Мельхиор схватил Киприана за грудки.
– Нельзя терять ни минуты!
– Ты даже шляпу не надел, – заметил Киприан. – Еще простудишься, заболеешь и умрешь.
– Плевать я хотел на смерть, – отрезал Мельхиор. – Есть вещи куда хуже ее. И плевать я хотел на мир с Венецией – он ничего не будет стоить, если мы оплошаем.
Киприан промолчал. Мельхиор выдержал взгляд холодных голубых глаз; сердце его стало биться ровнее. Он неожиданно понял, что все еще держит Киприана за плащ, и отпустил его. Толстая ткань была заметно помята. Мельхиор расправил ее и предпринял робкую попытку разгладить. И тут же понял, что вынужден смотреть на племянника снизу вверх.
– Когда мы в прошлый раз вступили в бой с библией дьявола, мне было столько лет, сколько тебе сейчас, – невольно вырвалось у него.
– Да, – согласился Киприан. – И сейчас я чувствую себя на столько же лет, на сколько ты тогда выглядел.
– Не хотел я снова тянуть все тот же жребий. Если бы я мог предусмотреть…
– Мы всегда знали, что выиграли лишь одну битву, а не всю войну разом. Войну со злом выиграть нельзя. Можно просто постоянно бороться, не более того.
– Киприан, мы теперь стражи библии дьявола. Неужели ты этого еще не понял?
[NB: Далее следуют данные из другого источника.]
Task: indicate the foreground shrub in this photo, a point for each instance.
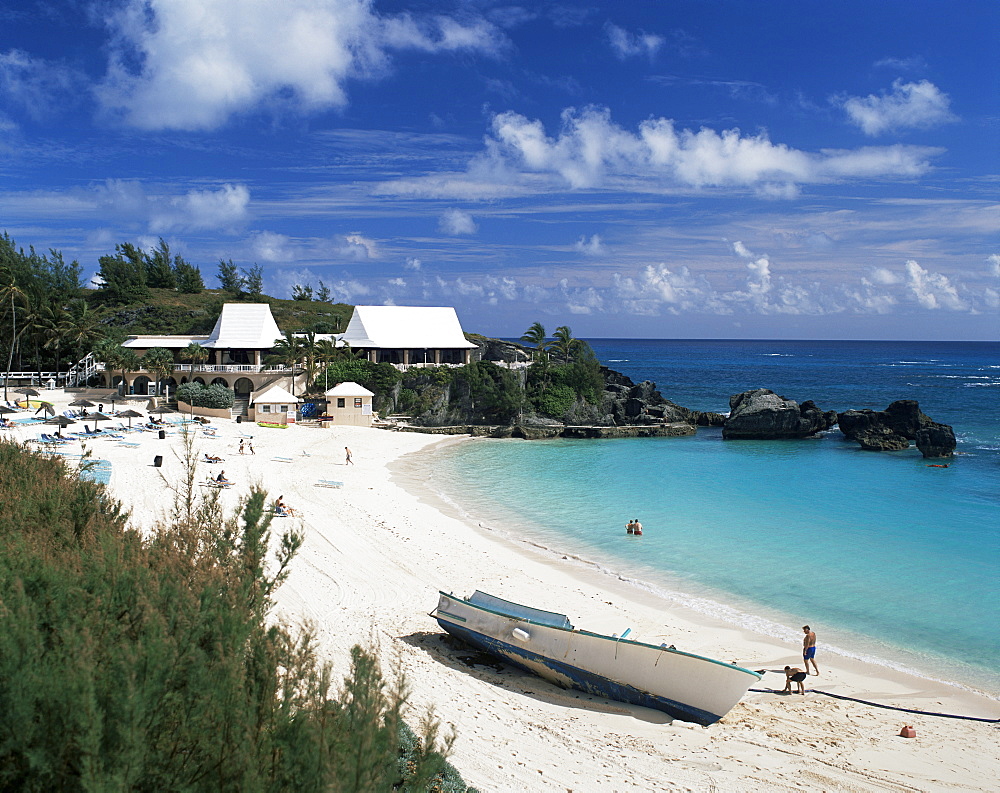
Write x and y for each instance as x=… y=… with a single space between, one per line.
x=151 y=663
x=211 y=396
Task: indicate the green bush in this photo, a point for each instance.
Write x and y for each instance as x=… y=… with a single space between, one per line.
x=555 y=401
x=211 y=396
x=152 y=662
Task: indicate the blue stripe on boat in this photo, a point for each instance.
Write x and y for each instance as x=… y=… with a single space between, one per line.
x=588 y=682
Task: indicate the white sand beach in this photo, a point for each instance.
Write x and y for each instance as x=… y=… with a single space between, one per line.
x=377 y=551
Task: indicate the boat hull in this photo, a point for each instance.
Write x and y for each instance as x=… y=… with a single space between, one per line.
x=685 y=686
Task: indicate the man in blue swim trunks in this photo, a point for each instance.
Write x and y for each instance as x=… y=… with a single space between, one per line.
x=809 y=648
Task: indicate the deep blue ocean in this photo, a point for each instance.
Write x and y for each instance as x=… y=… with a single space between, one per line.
x=887 y=558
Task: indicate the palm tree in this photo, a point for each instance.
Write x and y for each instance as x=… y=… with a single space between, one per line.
x=287 y=351
x=565 y=345
x=159 y=361
x=80 y=327
x=326 y=353
x=194 y=354
x=535 y=335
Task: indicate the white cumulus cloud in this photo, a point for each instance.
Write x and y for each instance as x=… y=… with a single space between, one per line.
x=908 y=105
x=625 y=44
x=933 y=290
x=591 y=151
x=457 y=222
x=591 y=247
x=191 y=64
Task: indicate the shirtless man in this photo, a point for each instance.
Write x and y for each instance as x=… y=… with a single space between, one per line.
x=809 y=648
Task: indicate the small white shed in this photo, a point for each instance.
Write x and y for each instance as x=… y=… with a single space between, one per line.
x=275 y=405
x=349 y=403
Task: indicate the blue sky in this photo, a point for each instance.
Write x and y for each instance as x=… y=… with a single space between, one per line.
x=633 y=169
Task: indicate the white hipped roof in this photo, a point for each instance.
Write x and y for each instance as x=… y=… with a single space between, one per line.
x=405 y=327
x=168 y=342
x=275 y=395
x=244 y=326
x=349 y=388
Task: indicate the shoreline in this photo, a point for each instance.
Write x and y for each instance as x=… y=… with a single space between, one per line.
x=376 y=552
x=714 y=607
x=721 y=607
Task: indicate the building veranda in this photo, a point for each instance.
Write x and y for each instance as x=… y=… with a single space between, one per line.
x=239 y=353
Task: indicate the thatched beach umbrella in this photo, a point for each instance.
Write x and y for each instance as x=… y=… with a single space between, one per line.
x=95 y=417
x=130 y=414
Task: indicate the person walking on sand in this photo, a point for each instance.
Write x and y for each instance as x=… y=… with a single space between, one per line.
x=809 y=649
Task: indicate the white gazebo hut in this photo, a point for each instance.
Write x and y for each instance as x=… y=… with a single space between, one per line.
x=349 y=403
x=274 y=405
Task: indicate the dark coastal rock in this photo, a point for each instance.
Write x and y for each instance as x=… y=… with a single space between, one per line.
x=761 y=414
x=892 y=429
x=627 y=402
x=936 y=440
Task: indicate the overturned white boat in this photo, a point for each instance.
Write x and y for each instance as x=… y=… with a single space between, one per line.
x=686 y=686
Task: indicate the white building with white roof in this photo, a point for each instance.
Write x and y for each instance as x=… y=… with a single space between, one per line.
x=275 y=405
x=245 y=333
x=408 y=335
x=349 y=403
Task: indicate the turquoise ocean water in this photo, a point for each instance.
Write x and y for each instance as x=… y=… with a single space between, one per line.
x=887 y=558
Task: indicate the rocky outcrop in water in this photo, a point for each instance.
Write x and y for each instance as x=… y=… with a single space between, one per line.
x=892 y=429
x=761 y=414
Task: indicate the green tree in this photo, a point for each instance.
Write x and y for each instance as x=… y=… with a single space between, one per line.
x=564 y=345
x=159 y=361
x=189 y=280
x=253 y=279
x=123 y=275
x=535 y=335
x=230 y=279
x=159 y=267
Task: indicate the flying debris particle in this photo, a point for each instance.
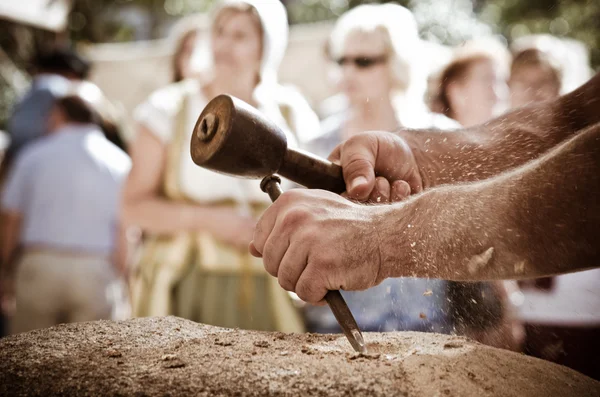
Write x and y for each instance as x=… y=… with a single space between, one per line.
x=519 y=267
x=479 y=261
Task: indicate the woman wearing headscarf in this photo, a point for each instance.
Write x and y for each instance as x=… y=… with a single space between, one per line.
x=195 y=262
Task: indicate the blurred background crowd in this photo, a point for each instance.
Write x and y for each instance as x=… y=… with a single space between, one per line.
x=105 y=216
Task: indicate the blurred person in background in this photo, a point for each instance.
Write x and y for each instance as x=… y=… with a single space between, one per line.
x=472 y=90
x=376 y=48
x=562 y=313
x=535 y=76
x=62 y=246
x=194 y=262
x=186 y=35
x=53 y=71
x=472 y=87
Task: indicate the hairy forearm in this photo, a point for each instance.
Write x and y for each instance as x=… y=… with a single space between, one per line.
x=483 y=151
x=538 y=220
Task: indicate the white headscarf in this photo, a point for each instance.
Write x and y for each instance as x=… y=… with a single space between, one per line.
x=273 y=18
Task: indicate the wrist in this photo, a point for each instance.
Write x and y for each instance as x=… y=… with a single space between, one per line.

С тех самых пор как Вольфганг отказался восстанавливать орден семи Хранителей, эта обязанность лежит на нас!
По лицу Киприана Мельхиор понял, что племянник только сейчас осознал этот факт, а раньше он особо не задумывался над тем, что произошло. Для него самого, Мельхиора Хлесля, осознание этого стало горой изо льда, погрузившейся в его душу, когда они отправились в путь несколько недель назад, намереваясь добраться до Браунау. Он тогда ничего не сказал двум своим спутникам; он надеялся, что им не придется брать на себя роль стражей и что вопреки всему надежно спрятанная библия дьявола будет лежать себе в подвалах монастыря Браунау. Или, по крайней мере, так ему казалось.
– Дядя Мельхиор, войди в дом, обогрейся. Я пробегусь немного и присоединюсь к тебе.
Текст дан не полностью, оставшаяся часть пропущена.